In the problem XOR Partition Sort, can someone explain me how to find the next right index in a simpler way? I am having a hard time to understand the editorial.

For example, if we take our array as [1, 2, 3], then for index a[0] = 1, if in binary search, we check for [i, j] = [0, 2], then for bit 2^0 = 1, it looks we have one pair each of set and unset case, as numbers (2, 3) and (1, 2) respectively.

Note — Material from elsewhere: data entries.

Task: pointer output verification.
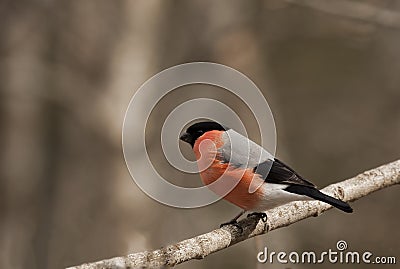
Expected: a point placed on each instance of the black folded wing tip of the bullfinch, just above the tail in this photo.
(279, 173)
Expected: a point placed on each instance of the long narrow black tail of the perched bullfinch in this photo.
(316, 194)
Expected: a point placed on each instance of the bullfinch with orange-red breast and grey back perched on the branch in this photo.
(239, 159)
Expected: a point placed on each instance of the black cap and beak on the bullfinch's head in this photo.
(196, 130)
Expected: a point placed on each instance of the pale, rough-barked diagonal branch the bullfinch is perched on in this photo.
(203, 245)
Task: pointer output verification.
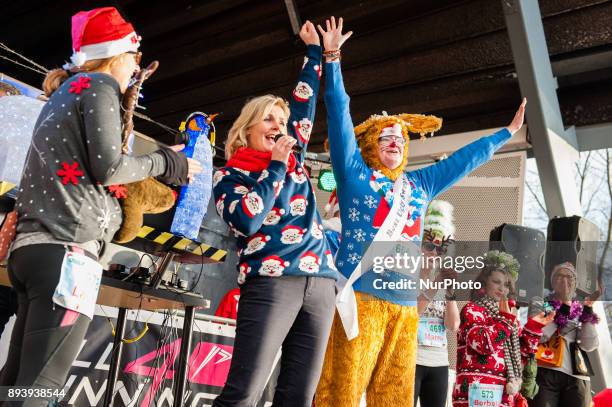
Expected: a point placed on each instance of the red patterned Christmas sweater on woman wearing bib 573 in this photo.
(480, 349)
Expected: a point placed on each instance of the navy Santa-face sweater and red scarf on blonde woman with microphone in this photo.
(272, 211)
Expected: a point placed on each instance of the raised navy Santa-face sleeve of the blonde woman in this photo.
(303, 101)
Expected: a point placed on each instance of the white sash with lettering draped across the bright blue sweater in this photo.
(390, 231)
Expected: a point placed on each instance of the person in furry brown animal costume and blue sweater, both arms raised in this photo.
(372, 345)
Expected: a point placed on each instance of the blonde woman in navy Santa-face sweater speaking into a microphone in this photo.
(286, 271)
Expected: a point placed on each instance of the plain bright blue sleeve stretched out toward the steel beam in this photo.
(438, 177)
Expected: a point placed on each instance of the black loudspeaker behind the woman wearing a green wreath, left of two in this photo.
(527, 245)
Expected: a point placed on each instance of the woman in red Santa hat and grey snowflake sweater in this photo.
(66, 211)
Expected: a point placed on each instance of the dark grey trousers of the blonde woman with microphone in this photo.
(295, 312)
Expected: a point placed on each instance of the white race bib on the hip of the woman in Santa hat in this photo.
(79, 284)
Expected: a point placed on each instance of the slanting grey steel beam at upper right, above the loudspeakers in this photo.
(554, 147)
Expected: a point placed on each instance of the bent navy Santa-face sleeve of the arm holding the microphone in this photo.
(242, 201)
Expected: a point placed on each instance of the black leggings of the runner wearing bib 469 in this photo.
(431, 386)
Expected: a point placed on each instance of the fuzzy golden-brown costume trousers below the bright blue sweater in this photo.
(387, 381)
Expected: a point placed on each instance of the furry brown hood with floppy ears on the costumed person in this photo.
(368, 133)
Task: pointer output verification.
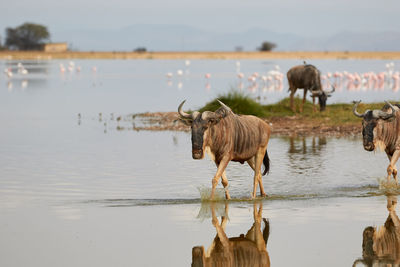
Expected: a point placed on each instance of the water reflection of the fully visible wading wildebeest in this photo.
(244, 250)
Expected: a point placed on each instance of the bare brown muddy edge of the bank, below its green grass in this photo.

So, by editorial there is a conflict, but we know that it is already sorted, right?

To determine whether a\oplus X \leq b\oplus X, only the highest bit where a and b differ matters (because it’ll still differ after xor-ing with X).

So in your example, for (1, 2) the highest differing bit is 2^1, while for (2, 3) it’s 2^0. There’s no conflict here because they’re different bits entirely.

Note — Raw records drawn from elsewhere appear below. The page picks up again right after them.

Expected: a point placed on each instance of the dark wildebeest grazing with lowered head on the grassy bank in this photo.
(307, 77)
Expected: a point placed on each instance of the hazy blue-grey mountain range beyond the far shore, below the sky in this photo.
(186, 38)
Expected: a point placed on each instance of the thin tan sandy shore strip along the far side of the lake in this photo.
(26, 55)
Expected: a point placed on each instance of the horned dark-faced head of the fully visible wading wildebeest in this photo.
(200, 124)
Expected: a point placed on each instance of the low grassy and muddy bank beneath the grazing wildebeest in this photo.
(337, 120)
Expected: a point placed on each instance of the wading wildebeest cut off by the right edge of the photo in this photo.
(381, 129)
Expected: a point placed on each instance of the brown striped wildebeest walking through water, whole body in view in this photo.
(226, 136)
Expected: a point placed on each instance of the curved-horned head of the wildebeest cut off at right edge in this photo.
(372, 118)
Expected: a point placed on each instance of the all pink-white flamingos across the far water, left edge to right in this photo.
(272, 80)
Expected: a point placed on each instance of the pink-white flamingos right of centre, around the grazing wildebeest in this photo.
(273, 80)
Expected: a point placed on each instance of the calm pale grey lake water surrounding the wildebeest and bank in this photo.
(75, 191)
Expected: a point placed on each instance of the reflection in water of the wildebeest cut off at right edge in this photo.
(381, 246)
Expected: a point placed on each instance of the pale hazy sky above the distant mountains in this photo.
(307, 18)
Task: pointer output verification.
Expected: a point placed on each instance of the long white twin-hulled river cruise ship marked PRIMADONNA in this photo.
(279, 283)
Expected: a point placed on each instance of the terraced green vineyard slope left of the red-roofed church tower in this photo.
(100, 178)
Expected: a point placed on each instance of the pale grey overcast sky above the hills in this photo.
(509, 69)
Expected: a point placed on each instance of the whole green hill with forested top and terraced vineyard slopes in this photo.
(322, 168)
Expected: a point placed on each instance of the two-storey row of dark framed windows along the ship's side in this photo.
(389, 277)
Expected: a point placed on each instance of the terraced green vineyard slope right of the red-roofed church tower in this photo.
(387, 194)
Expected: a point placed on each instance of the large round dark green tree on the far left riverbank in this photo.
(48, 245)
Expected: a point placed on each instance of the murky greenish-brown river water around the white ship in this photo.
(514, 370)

This gives the following algorithm:

  • For each i\lt N, find the highest bit where A_i and A_{i+1} differ (this is what the b_i in the editorial is).
    You’ll also need to store whether this bit needs to be set or not.
  • To check if [i, j] is XOR-sortable, the only thing that matters is whether there’s a conflict in its range or not.
    • For each bit from 0 to 20, check if there exists an index in [i, j-1] such that it needs to be set; and an index where b needs to be unset.
      This can be done with binary search (if you store for each bit, a list of positions where it should be set/unset) or prefix sums (again, separate prefix sum array for each bit as to whether it should be set or not).
  • The check is either \mathcal{O}(20\log N) or \mathcal{O}(20) for a single subarray depending on the method you choose; now throw binary search on this to find \text{right}_i for each i.
    (Technically this can be as bad as \mathcal{O}(20N\log^2 N) overall if you use binary search too much, but all instances of it can easily be replaced with two-pointers to improve complexity.
    With two pointers you can even achieve \mathcal{O}(N) precalculation; it’s also possible to answer queries in constant time but I don’t really recommend it).

You most likely missed the fact that we’re looking at only the highest differing bit; since imo the rest of it is fairly straightforward once you have that.

1 Like

Thanks for clarifying, I got it!